Engager des poursuites pour des vitres brisées ou pour une phrase lancée sous l’effet de la colère, alors que ceux qui bloquent l’enquête gambadent tranquillement dans la nature, cela revient à jouer avec le feu, à pousser la population à la révolte, à des réactions radicales (à briser des vitres !). Ceux qui s’enivrent de la chimérique OPA sur le pays qu’ils s’imaginent avoir remporté (dans leur esprit) connaissent très mal, manifestement, le Liban.
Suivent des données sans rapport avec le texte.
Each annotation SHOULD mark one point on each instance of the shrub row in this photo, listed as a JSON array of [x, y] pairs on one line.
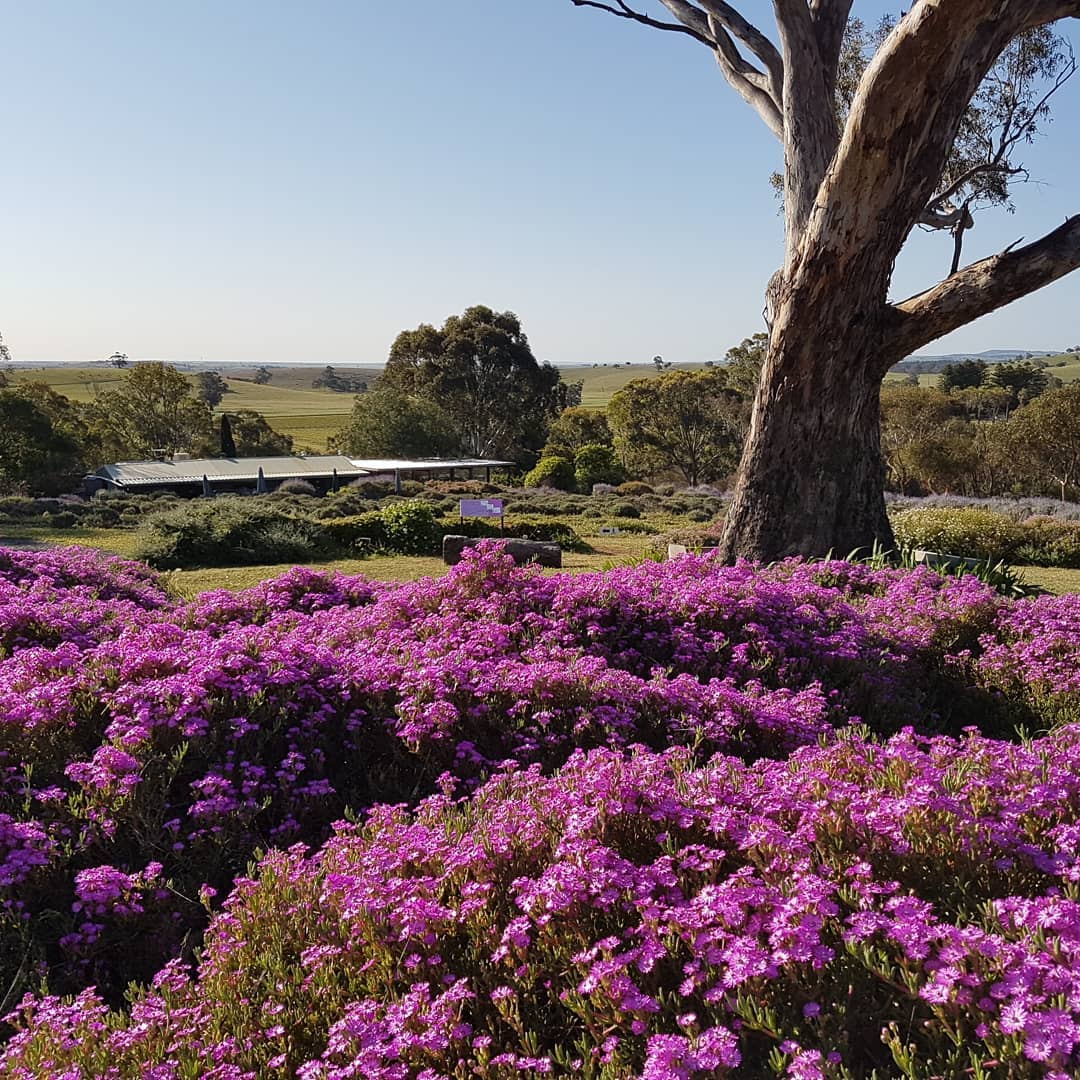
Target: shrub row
[[248, 531], [983, 534]]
Les vives réactions, spontanées et fermes, à l’interpellation de William Noun, notamment de la part du patriarcat maronite et de plusieurs évêques et prêtres dans plus d’une région, sans compter l’imam de Jbeil, parallèlement à la mobilisation de nombreux députés, partis, médias et activistes, ont apporté une nouvelle preuve – s’il en était encore besoin – que le peuple libanais est épris de liberté, comme ne cessait de le rappeler le patriarche Sfeir aux pires jours de la funeste occupation syrienne. Un peuple qui a constamment montré, à travers l’Histoire, qu’il ne se soumet jamais et ne recule en aucune circonstance devant la coercition, l’intimidation, la répression, le chantage, les menaces et les comportements autoritaires ou dictatoriaux. Face à cette réalité incontournable, tout le reste est faiblesse.